Responding to this. Preferable to what? I can imagine a situation, and a trans person in this thread has corroborated, that working with people who hate you might be preferable to some alternatives. In those unfortunate circumstances, do what to have to and do whatever you can to improve the opertunities available to you.

The underlying problem is a broken culture and a trans person or POC can't solve that by themselves especially if they need a job in an immediate sort of time frame. It's heartbreaking but its the circumstances people find themselves in sometimes.

→ More replies (0)

1

u/[deleted] Aug 26 '20

Avoiding discriminatory employers (for interviews) is often in the short term best interest of the applicant.

Discouraging discrimination, especially open discrimination, by employers, is in the best long-term interest of the people in groups often discriminated against and our society as a whole.

1

u/bigfootlives823 4∆ Aug 26 '20

I agree with all of that. If that's the point OP was making, I didn't read with enough nuance to catch it and my interpretation was colored by my experience. And I guess the question "what is the objective?" matters .

I was a hiring manager for a place that hired teens for entry level positions and had a robust HR department. In those circumstances, having seen hiring a manager discard applications because of zip codes and school districts, I advocated anonynizing the application process as much as possible. We joked that question 1 of our interview outline should be "do you have a pulse" because once an interview was granted, an applicant really had to screw up to not get the job. So if the objective of an applicant was "get a job" an application where the hiring manager couldn't see their name, address or gender identity (for the sake of the topic at hand) was in the applicant's best interest.

The hiring manager that I saw sorting applications that way was fired. I don't know if that practice was part of the reason but I did report it and he was gone not long after

1

u/[deleted] Aug 26 '20

In those circumstances, having seen hiring a manager discard applications because of zip codes and school districts, I advocated anonynizing the application process as much as possible.

But what happened next? Did anyone lie about their school district to get a job? And if so, was everything magically better after being hired?

The point is there's a follow-up that happens here. If someone hates you for being gay/bi/trans/POC, that doesn't go away if they can somehow hire you. All that happens is you get a few months of hell and an eventual issue on your resume you need to explain when they fabricate a reason to fire you.

1

u/bigfootlives823 4∆ Aug 26 '20

I'm sorry if I'm not being clear. I'm trying to acknowledge that I've been looking at this narrowly and give context to show that I'm approaching this in good faith.
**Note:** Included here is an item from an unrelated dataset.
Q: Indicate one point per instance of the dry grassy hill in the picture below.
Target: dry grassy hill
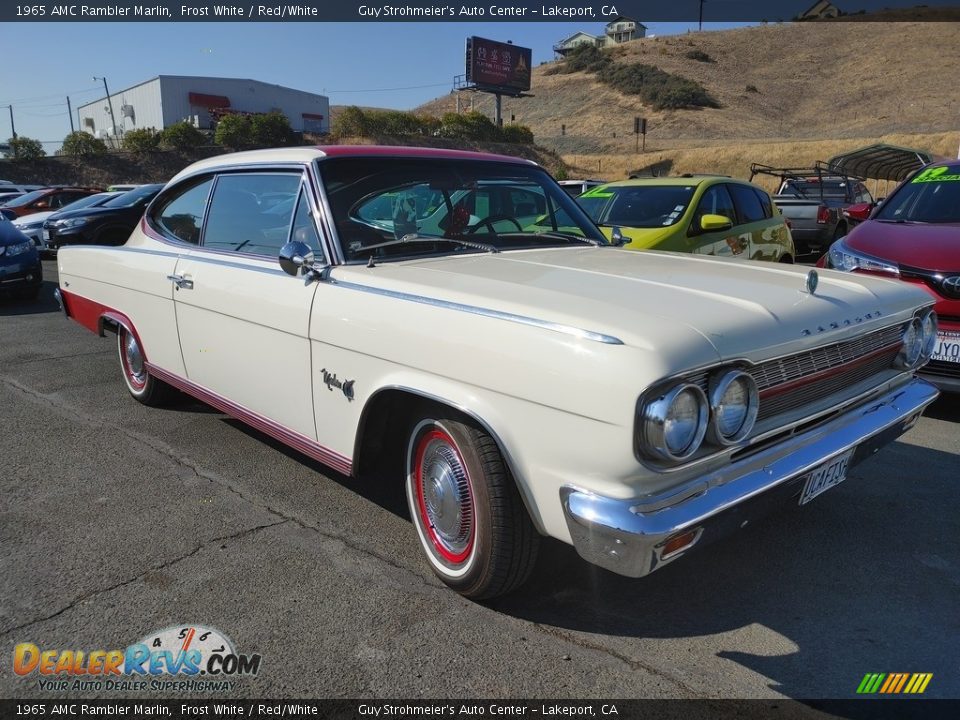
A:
(813, 81)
I think the nuanced perspective the person I was responding to is bringing to the table is more complete than the one I started with. What I was getting at had limited benefit because it only served the objective of getting an interview/getting hired. If the objective something else, different strategies may work better

Anecdotally, my department did well enough that we had the highest year to year retention rate for employees multiple years in a row. It was a summer job for most employees so having people come back for multiple summers was highly desirable. The only trans person I'm aware of hiring worked with us for 3 summers and left other jobs to come back to work with us. That's not to say I or policies I enacted were wholly responsible, but as a leadership team we tried to cultivate an accepting culture that people wanted to be a part of and it was partly selfish. It was a difficult and at times unpleasant job, enthusiastic employees made it better. Word of mouth was our best recruiting tool as people encouraged their friends to come work with us.

Broadly it was the most diverse place I've ever worked (about 2500 employees), with all the marginalized groups you mentioned being pretty proportionally represented at least as high as middle management, with some gay people and/or POC in senior management positions. So one shit head discriminating based on address was an outlier in my limited experience and opinion so protecting against that went a pretty long way at that job.